Enhanced Photoresponse Performance of Self‐Powered PTAA/GaN Microwire Heterojunction Ultraviolet Photodetector Based on Piezo‐Phototronic Effect

Abstract The development of self‐powered high‐performance UV photodetectors is essential for energy efficient futuristic wearable and portable applications. Herein, a self‐powered organic/inorganic (PTAA/GaN microwire) hybrid heterojunction ultraviolet (UV) photodetector (PD) has been prepared by a low‐cost and simple spin‐coating method. Furthermore, the piezo‐phototronic effect as an effective interfacial regulating strategy is utilized to modulate the photo‐response performances of the PD by engineering the energy‐band structure at the local junction/interface. Under 325 nm laser irradiation, the obtained device demonstrates excellent photo‐response properties at 0 V bias, showing a high responsivity (268 mA W −1 ) and detectivity (2.49 × 10 12 Jones) under weak light intensity as low as 0.2 mW cm −2 , as well as fast response speeds (rise time of 14 ms and decay time of 23 ms). The PD exhibits better performance than most reported organic/inorganic heterojunction self‐powered PDs. By applying a − 0.52% compressive strain, the responsivity and detectivity of the device are greatly enhanced by 32% without external bias, and by 1256% at 2 V bias under 1.4 mW cm −2 light intensity. On the contrary, by applying a 0.41% tensile strain, the responsivity and detectivity are decreased by 18% without external bias.
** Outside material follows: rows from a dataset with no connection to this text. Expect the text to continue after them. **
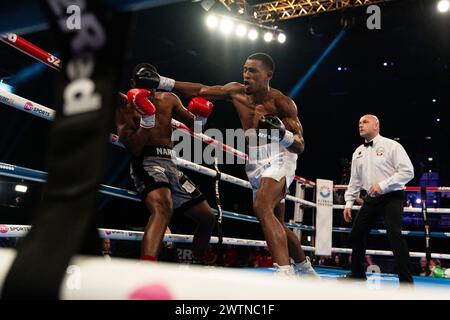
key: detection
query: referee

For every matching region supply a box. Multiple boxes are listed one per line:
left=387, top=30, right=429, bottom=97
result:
left=344, top=114, right=414, bottom=283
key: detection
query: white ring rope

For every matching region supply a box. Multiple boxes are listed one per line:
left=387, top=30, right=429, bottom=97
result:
left=0, top=249, right=450, bottom=300
left=0, top=89, right=316, bottom=207
left=0, top=225, right=450, bottom=260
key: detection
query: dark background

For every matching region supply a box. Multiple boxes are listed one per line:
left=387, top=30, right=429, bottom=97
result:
left=0, top=0, right=450, bottom=252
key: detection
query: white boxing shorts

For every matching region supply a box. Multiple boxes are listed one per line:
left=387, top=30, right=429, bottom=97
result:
left=245, top=143, right=298, bottom=202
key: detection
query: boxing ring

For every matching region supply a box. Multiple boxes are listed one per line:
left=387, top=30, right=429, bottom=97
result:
left=0, top=34, right=450, bottom=300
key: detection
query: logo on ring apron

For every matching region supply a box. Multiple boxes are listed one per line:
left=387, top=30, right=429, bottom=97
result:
left=23, top=101, right=33, bottom=111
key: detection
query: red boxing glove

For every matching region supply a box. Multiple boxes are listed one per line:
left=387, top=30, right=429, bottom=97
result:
left=188, top=97, right=214, bottom=124
left=127, top=89, right=156, bottom=129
It indicates that the strain has a significant modulating effect on the photo‐response performance of the PD. The positive piezo‐potential modulated energy‐band structure at the PTAA/GaN interface may account for the enhanced performance. This study demonstrates a promising approach to optimize the performance of a self‐powered heterostructure optoelectronic devices through strain modulated.